No obstante, las negociaciones dieron giros inesperados y todo el arreglo multi-club se deshizo antes del límite final.
Everton pierde su objetivo principal
Con el traspaso de Balogun trabado, Everton puso sus ojos en el delantero de Manchester United, Joshua Zirkzee. Cuando United negó la salida de Zirkzee, el club inglés volvió a intentar negociar con Mónaco una opción más económica para Balogun en los minutos finales.
Mónaco prefirió vender a Balogun antes que a Camara, lo que provocó que cancelaran el acuerdo para que Camara fichara por Chelsea. Sin embargo, Chelsea mantuvo el compromiso con Manchester City y permitió que Fernández completara su traslado sin conseguir un reemplazo directo.
El colapso definitivo llegó cuando Balogun decidió no firmar con Everton después de los problemas en el reconocimiento médico, abandonando las instalaciones sin contrato.
Consecuencias para todos los involucrados
Este episodio dejó a casi todos los clubes en situaciones complicadas. Mónaco retuvo tanto a Balogun como a Camara, sin lograr recaudar fondos ni liberar la plaza para extranjeros que necesitaba para fichar a Lira, bloqueando así la llegada del mexicano.
Chelsea concretó la venta récord de Fernández a Manchester City, pero perdió a su objetivo principal para el mediocampo. Everton, por su parte, se quedó sin Balogun ni Zirkzee.
Tras haber vendido a Beto a Fiorentina antes del cierre, Everton ahora solo cuenta con Thierno Barry como su único delantero centro reconocido para afrontar los próximos partidos.
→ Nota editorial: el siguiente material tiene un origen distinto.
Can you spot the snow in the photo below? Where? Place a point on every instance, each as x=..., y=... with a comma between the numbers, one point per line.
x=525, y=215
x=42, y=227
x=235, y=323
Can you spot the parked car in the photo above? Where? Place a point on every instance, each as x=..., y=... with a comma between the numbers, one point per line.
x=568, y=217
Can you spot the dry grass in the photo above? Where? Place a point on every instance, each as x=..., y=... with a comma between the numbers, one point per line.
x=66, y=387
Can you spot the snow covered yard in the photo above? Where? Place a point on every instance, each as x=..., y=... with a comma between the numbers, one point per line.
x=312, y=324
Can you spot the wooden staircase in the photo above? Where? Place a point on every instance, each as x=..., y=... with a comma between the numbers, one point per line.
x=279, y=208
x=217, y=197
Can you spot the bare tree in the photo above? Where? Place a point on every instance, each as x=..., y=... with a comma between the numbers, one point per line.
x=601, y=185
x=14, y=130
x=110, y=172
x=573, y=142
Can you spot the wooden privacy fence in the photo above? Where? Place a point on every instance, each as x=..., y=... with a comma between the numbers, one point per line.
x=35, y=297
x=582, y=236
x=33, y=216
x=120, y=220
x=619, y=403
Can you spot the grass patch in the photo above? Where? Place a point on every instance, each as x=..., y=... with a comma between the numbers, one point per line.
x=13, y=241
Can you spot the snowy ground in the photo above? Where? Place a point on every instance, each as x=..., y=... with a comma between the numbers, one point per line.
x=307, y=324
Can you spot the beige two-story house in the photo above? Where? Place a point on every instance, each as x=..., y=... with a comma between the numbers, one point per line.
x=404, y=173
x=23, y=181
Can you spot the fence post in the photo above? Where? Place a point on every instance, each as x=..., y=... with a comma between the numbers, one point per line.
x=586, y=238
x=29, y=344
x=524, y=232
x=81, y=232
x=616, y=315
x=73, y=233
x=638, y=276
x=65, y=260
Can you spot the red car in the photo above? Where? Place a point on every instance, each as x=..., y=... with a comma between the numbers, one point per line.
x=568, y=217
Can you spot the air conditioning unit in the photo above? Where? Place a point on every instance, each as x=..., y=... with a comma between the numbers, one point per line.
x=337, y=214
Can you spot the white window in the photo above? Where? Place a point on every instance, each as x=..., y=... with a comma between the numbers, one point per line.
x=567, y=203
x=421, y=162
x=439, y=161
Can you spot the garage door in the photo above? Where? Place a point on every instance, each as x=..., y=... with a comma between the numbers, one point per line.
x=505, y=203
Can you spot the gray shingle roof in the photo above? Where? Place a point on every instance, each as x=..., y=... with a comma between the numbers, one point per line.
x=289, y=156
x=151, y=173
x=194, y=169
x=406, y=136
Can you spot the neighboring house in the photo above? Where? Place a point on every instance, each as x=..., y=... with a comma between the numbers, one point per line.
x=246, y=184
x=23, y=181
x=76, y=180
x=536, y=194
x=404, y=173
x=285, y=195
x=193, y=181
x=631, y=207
El futuro tras el caos en el mercado
Con la ventana de fichajes cerrada, los clubes afectados deben ahora lidiar con las consecuencias inmediatas. Los entrenadores tendrán que reorganizar sus plantillas y confiar en los jugadores disponibles tras la frustración de los traspasos fallidos.
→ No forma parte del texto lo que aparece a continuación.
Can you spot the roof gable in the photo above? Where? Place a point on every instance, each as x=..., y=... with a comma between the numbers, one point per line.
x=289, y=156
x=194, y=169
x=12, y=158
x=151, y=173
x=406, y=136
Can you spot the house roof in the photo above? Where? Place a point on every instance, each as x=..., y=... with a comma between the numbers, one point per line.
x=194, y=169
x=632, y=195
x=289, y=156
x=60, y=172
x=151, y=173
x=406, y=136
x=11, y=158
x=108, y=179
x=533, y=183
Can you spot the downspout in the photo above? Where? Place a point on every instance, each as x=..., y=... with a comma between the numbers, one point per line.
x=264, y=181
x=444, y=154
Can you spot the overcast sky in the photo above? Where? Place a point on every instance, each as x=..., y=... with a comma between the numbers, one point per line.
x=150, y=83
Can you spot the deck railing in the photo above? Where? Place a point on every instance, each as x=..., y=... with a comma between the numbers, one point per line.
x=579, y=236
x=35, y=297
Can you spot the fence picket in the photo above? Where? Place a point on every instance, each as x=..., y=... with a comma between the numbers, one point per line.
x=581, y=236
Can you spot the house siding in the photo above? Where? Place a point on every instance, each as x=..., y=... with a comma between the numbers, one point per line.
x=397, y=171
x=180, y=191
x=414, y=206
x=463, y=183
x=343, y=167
Mónaco intentará fortalecer su actual plantilla mientras gestiona las limitaciones para registrar jugadores no comunitarios. Chelsea deberá reajustar su mediocampo después de la salida estelar de Fernández. Everton afronta un desafío importante, dependiendo de Barry para liderar su ataque en la reanudación de la competición doméstica.